Destarte, pese embora o dito prazo ordinário da prescrição (20 anos), hão prazos mais curtos, excepcionais, de 5 anos (art. 310º do CC), de 6 meses (art. 316º do CC) ou de 2 anos (art. 317º do CC). 

O art. 310º, do CC, em especial, elenca várias situações que prescrevem as situações que se balizam no prazo de 5 anos [cfr. al. a) a f)], sendo que na al. g), refere-se expressamente que também prescrevem no mesmo prazo “…Quaisquer outras prestações periodicamente renováveis...”.

Conforme ensinam Pires de Lima e Antunes Varela (Código Civil Anotado, vol. I, pag. 280), “não se trata, nestes casos, de prescrições presuntivas, sujeitas ao regime especial estabelecido nos art. 312º e seguintes, mas de prescrições de curto prazo, destinadas essencialmente a evitar que o credor retarde demasiado a exigência de créditos periodicamente renováveis, tornando excessivamente pesada a prestação a cargo do devedor”.

Como refere a doutrina, a razão de ser da fixação deste prazo curto, tem por finalidade evitar que o credor, retardando a exigência dos créditos periodicamente renováveis, os deixe acumular tornando excessivamente onerosa a prestação a cargo do devedor.
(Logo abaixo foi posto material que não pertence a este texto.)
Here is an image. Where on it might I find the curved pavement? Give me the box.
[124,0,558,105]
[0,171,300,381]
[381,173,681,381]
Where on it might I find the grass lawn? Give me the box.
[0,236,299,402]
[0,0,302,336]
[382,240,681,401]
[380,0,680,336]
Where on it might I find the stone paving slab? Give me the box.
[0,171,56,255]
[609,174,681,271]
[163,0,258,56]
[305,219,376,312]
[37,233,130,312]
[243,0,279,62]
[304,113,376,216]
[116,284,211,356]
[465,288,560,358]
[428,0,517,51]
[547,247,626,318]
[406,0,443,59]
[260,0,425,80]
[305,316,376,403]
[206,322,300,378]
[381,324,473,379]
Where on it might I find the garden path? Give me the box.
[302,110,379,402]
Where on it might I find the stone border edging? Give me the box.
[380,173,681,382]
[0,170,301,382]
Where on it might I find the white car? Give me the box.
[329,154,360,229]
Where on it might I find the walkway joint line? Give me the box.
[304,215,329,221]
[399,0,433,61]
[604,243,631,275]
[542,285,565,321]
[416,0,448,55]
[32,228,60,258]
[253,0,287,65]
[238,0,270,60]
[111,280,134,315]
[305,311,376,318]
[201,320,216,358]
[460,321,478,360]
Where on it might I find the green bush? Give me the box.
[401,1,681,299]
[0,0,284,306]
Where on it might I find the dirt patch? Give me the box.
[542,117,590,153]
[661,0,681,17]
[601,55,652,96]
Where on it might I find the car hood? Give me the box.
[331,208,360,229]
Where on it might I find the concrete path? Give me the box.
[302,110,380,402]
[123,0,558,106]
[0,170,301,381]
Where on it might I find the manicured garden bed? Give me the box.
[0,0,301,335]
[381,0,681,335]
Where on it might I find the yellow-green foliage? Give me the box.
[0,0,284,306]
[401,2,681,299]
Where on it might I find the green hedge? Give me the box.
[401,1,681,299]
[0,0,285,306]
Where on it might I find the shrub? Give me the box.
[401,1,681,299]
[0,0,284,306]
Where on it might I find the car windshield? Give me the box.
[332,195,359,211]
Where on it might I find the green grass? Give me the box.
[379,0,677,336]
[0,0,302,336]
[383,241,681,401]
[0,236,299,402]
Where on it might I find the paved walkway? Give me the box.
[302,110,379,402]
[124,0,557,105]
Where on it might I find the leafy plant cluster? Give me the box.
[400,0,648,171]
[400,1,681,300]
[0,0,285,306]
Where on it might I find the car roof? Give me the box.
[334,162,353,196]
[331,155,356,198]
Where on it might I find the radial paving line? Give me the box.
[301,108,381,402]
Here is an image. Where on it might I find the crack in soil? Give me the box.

E, no mesmo sentido, vai a jurisprudência, como é o caso do Ac. do STJ, de 02.05.2002, onde, a propósito de uma situação de prescrição a curto prazo, se decidiu que:

“O prazo da prescrição, começa a contar-se da exigibilidade de cada prestação. Tal prescrição, interrompe-se, todavia, pela citação ou qualquer acto que exprima a intenção de se exercer o direito. A razão de ser de um prazo curto de prescrição das prestações periodicamente renováveis é evitar que o credor as deixe acumular tornando excessivamente onerosa a prestação a cargo do devedor...”. 

Ora, salvo o devido respeito, e no seguimento do entendimento que temos como a melhor doutrina e jurisprudência, afigura-se-nos ser esta, justamente, a situação atinente às quotas de condomínio, ou seja, a comparticipação das despesas comuns por parte de cada um dos condóminos, constituem obrigações reais, que ambulatórias ou não ambulatórias, são prestações periodicamente renováveis.

Na verdade, não nos parece curial a tese no sentido de que as prestações em dívida constituam per si prestações instantâneas fraccionadas. Estas ocorrem quando, existindo uma única prestação, instantânea por natureza, esta é realizada por partes, ou seja, executada por diversas parcelas, em consequência de convenção das partes. 

O objecto global da prestação é, neste caso e ao invés do que sucede na prestação duradoura, desde o início fixado, mas a execução é escalonada no tempo, realizando-se por diversas fracções ou prestações. Ao invés, quando, todavia, em vez de uma única prestação a realizar por partes (prestação fraccionada), existam — posto que decorrentes de uma só relação obrigacional — diversas prestações (isto é, prestações repetidas) a satisfazer regularmente ou sem regularidade exacta, teremos as chamadas prestações «reiteradas, repetidas, contrato sucessivo» ou «periódicas» («lato sensu»). 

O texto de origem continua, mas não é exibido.